Politics – Abortion

ET staff writer
ET staff writer
15 June, 2018 2 min read

There have been two major developments regarding abortion in the north and south of Ireland. The UK Supreme Court rejected an attempt to liberalise the law banning abortion in Northern Ireland, but meanwhile the Republic of Ireland has voted in favour of legalising abortion in the south.

The result of the referendum in the Republic will add pressure to liberalise the law in the north. But the UK Supreme Court ruling will be welcomed by those who want to preserve the lives of unborn children in the province.

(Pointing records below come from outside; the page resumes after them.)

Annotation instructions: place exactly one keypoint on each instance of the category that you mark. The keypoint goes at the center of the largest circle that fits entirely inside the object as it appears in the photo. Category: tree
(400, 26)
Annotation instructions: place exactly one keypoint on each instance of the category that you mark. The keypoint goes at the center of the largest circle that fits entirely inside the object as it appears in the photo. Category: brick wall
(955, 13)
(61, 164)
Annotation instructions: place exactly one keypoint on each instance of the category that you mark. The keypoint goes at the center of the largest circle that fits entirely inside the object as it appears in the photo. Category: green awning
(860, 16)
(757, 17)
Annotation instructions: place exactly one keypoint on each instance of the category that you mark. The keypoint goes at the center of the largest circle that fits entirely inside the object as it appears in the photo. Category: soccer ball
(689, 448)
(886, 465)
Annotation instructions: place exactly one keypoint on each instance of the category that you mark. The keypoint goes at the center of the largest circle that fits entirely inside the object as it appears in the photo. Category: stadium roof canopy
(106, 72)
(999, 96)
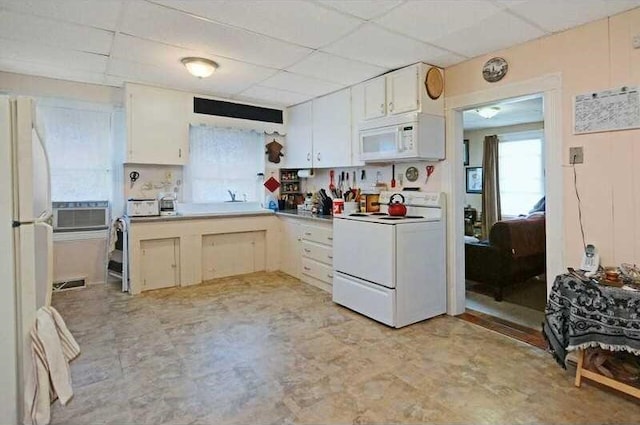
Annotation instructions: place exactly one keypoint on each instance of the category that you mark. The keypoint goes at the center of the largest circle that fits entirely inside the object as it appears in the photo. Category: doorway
(549, 87)
(509, 288)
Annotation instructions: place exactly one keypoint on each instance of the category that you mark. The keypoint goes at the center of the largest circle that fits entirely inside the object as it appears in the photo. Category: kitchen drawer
(321, 253)
(317, 270)
(318, 234)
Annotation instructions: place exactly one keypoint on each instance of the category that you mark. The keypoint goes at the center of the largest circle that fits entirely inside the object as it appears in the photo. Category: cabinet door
(375, 98)
(290, 261)
(157, 126)
(160, 265)
(232, 254)
(298, 150)
(402, 91)
(332, 130)
(357, 116)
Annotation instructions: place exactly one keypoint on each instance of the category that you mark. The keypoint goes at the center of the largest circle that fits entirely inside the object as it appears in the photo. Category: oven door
(365, 250)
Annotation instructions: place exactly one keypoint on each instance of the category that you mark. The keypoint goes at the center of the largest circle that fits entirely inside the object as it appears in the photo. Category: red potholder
(272, 184)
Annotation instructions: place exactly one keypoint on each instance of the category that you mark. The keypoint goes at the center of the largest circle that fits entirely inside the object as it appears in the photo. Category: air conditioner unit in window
(80, 216)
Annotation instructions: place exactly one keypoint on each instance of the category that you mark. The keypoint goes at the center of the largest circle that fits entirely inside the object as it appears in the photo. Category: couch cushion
(521, 236)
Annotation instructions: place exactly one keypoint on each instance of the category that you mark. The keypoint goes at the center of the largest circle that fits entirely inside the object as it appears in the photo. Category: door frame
(550, 86)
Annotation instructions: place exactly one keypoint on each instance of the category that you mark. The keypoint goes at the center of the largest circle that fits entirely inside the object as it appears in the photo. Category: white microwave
(419, 139)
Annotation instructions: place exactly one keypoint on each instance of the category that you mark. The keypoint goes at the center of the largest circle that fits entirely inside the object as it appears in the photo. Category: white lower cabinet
(160, 263)
(317, 255)
(230, 254)
(290, 257)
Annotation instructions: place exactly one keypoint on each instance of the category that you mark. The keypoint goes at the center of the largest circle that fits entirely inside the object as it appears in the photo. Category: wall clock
(495, 69)
(433, 83)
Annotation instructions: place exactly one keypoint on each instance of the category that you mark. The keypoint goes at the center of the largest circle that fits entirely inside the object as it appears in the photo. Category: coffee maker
(168, 204)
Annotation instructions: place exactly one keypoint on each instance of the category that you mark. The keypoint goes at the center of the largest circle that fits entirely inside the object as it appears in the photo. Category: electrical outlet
(576, 155)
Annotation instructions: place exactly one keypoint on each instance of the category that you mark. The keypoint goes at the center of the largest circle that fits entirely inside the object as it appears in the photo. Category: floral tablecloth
(582, 314)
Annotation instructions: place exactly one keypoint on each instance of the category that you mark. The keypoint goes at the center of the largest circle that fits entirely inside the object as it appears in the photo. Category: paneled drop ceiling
(277, 52)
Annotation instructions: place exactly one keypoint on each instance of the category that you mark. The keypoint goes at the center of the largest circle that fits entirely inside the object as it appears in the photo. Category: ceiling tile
(375, 45)
(554, 16)
(431, 20)
(334, 68)
(273, 96)
(494, 33)
(159, 23)
(28, 28)
(232, 76)
(46, 55)
(93, 13)
(45, 70)
(299, 22)
(365, 9)
(300, 84)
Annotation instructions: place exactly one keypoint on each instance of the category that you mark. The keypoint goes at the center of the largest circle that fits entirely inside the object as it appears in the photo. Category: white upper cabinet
(157, 125)
(399, 92)
(319, 132)
(299, 143)
(332, 130)
(375, 101)
(402, 91)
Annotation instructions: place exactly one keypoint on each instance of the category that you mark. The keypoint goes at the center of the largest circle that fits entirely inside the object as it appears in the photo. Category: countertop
(201, 216)
(306, 215)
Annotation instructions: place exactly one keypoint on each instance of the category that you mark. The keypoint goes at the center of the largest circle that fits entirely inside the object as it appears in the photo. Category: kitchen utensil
(430, 169)
(396, 207)
(393, 175)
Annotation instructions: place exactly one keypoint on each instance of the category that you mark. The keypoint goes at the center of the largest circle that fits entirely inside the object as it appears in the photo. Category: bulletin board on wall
(607, 110)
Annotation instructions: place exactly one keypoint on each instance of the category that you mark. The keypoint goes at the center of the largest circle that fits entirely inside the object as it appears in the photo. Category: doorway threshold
(513, 330)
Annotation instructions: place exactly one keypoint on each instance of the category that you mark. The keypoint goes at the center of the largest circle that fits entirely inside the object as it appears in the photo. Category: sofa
(514, 252)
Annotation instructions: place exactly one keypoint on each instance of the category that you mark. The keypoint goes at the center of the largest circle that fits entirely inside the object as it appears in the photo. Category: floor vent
(66, 285)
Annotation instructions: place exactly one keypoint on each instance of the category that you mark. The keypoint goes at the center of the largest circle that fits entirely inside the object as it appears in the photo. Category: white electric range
(392, 269)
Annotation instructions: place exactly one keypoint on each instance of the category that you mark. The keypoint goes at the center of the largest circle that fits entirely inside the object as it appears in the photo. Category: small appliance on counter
(168, 204)
(142, 207)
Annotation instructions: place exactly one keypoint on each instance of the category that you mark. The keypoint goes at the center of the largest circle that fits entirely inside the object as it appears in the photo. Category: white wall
(476, 147)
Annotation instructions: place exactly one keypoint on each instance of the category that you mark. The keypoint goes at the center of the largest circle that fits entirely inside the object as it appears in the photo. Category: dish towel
(52, 348)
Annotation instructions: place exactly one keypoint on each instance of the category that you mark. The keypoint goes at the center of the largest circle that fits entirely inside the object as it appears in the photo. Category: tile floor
(265, 348)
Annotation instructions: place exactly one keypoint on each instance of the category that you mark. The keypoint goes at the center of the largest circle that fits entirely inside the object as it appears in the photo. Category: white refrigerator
(26, 237)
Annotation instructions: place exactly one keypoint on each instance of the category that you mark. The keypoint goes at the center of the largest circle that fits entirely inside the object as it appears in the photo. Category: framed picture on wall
(466, 152)
(474, 179)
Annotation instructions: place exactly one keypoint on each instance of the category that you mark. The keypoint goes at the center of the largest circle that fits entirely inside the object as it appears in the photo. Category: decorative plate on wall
(495, 69)
(433, 83)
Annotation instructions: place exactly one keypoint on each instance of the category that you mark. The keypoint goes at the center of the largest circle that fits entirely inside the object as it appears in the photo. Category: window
(223, 159)
(520, 158)
(78, 141)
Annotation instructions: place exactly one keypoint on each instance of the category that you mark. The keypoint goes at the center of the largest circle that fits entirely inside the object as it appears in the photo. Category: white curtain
(223, 159)
(78, 142)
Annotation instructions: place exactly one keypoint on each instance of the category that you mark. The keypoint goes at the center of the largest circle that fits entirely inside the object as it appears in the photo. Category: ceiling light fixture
(489, 112)
(199, 67)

The case was brought to the UK Supreme Court by the Northern Ireland Human Rights Commission. But the court rejected their case, saying that the Commission had no standing to bring its legal challenge to the current law. However, some judges suggested that Northern Ireland’s abortions laws should be softened in some limited circumstances. But they accepted that the court had no basis for making that ruling.

In the Republic of Ireland a majority of voters backed a referendum to remove the 8th amendment of the country’s constitution. The 8th amendment had protected the lives of both mothers and unborn children. The Irish government says it will now introduce new legislation which will allow for access to abortion in the first twelve weeks of pregnancy on request, and in certain other circumstances from 12 to 24 weeks.

The focus has now turned to Northern Ireland which has a similar law to that in the Republic, generally prohibiting abortion but allowing it when continuing the pregnancy would put the mother’s life in physical or psychological danger. Research conducted by the ‘Both Lives Matter’ campaign, and upheld by the Advertising Standards Authority, show that an estimated 100,000 individuals are alive today who would not be if Northern Ireland had adopted the Abortion Act passed by the Westminster parliament in 1967.

Pro-abortion campaign groups are mobilising their supporters right across the UK to contact their MPs to ask them to press for a change in the law in Northern Ireland through the Westminster parliament. Christian groups are asking supporters across the UK to contact their MPs, asking them to respect the law, which the Northern Ireland Assembly voted not to change in any way as recently as 2016.

MPs held a passionate debate on the issue in the House of Commons on 5 June, with many female MPs speaking out to defend the lives of unborn children. The annual rally ‘March for Life UK’ took place in London on 5 May, and record numbers took part in the demonstration.